T'Pol longed to call security to drag the presumptuous woman to the brig. "You understand nothing."

"I know you are bonded to Trip. I know you mean to sever the bond. I know that he will not survive it if you do."

"And how would you know that?"

Mu'Pol cocked her head ever so slightly. "Because your human talks. And I listened."

T'Pol did not want to believe a word Mu'Pol said, but her analytical mind reared its head. Mu'Pol had been spending a great deal of time with Trip. Given the right coaxing, Trip could talk, even to near-strangers, about personal matters. If pricked right, his heart could bleed through words. She had seen him through enough of his sister's death to know that much. She could not dismiss out of hand the chance Mu'Pol's words held a grain of truth.

"Trip was the one who requested our bond be severed," T'Pol confessed reluctantly.

"He is going to undertake the ritual only to free you. He does not wish to break the matebond." Mu'Pol gave T'Pol a disapproving, appraising look. "Though I cannot see the logic in his devotion to you.

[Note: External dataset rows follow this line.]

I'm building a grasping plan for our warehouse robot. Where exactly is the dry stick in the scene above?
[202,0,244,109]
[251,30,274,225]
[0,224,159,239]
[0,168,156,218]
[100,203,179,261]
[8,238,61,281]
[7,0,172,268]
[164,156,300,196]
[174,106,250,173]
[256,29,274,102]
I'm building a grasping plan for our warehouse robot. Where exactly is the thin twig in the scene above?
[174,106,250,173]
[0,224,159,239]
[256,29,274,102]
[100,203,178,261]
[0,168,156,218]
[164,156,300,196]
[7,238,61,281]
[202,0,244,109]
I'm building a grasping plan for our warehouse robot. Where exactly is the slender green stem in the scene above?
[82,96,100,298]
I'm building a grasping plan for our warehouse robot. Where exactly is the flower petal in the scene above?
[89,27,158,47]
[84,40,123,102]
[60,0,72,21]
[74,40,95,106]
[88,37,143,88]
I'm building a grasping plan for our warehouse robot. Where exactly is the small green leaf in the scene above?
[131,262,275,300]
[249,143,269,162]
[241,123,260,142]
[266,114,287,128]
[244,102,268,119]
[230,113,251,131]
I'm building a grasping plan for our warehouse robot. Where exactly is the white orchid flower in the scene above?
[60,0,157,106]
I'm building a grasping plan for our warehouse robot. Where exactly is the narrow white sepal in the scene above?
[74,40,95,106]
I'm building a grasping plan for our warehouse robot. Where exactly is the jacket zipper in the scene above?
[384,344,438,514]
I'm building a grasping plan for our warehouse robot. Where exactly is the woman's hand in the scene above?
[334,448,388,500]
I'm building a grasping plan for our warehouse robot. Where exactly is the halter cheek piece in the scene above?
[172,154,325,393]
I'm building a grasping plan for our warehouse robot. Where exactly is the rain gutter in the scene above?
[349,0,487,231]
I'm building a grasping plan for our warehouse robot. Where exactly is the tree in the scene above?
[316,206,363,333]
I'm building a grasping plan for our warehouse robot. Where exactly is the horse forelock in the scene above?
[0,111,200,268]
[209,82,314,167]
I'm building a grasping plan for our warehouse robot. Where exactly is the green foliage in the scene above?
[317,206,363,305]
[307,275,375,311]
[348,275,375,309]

"The Vulcans in this universe are as perplexing and irrational as the humans. Perhaps I may have come to admire a Vulcan's freedom and willingness here to take a human mate, but there is nothing admirable in the way the Vulcans in this universe view the matebond."

"The nature of the matebond is as it was in the days of Surak," T'Pol countered defensively.

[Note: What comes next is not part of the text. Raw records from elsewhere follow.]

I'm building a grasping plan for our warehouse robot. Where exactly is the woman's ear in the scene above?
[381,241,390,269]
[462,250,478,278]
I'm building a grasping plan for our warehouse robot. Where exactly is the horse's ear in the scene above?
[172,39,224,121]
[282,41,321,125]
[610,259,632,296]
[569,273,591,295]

"If so, then it is you who has strayed hopelessly from the path."

That hit dangerously close to home and T'Pol, rattled, looked away. "Trip has asked for this; I am only giving him what he wants."

"But he doesn't want to sever the bond."

T'Pol sighed. How to make this newcomer understand? "He is a man of deep convictions and tenacious devotion to social contracts. He feels an obligation to stay with me due to... recent events." T'Pol swallowed at the thought of their recently deceased daughter. "He believes he should remain loyal to me, though his affection for me has changed."

"Trip loves you."

T'Pol looked quickly at Mu'Pol.

Mu'Pol almost sneered. "For reasons absolutely beyond my comprehension, he loves you."

"He told you that?"

"He did."

"Humans... can use some words very freely. Theirs is an emotionally laden language."

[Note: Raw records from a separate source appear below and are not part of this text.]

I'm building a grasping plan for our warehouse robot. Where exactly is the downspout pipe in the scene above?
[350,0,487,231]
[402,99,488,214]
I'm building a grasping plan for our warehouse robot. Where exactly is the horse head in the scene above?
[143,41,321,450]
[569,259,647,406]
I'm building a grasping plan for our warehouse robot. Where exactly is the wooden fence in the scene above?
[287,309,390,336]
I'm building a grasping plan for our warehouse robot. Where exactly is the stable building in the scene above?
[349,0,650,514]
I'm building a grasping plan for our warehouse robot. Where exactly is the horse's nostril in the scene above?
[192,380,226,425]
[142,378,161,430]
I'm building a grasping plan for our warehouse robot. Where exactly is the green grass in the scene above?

Mu'Pol shook her head. "He told me in his mind. When I melded with him, loudest of all his thoughts was his longing for you." Mu'Pol's look turned disdainful. "Though I would not expect you to hear him. You have blocked him." The last was an accusation. In her hard stare was the scornful message 'I shouldn't have to tell you any of this about your own mate.' In that, Mu'Pol would be right. But this was not a typical matebond in so many ways. Those extenuating circumstances had led T'Pol to take the desperate action for which Mu'Pol stood judging her now... blocking the bond.

It had been the only recourse open to T'Pol at the time, but now it seemed a very difficult choice to defend. Especially with Trip's emotions mute now, it was harder to truly grasp the terror in his feelings that had done all they could to flood through the bond and drown her.

"I... I found his emotions too... distressful," T'Pol confessed meekly.

Mu'Pol didn't snap back a nasty remark at that, as T'Pol had been expecting. Instead she turned and looked around T'Pol's quarters further. She caught sight of the photograph of Elizabeth on T'Pol's shelf. She froze and stared. T'Pol was uncomfortable with the strange woman studying her lost daughter's image so intently.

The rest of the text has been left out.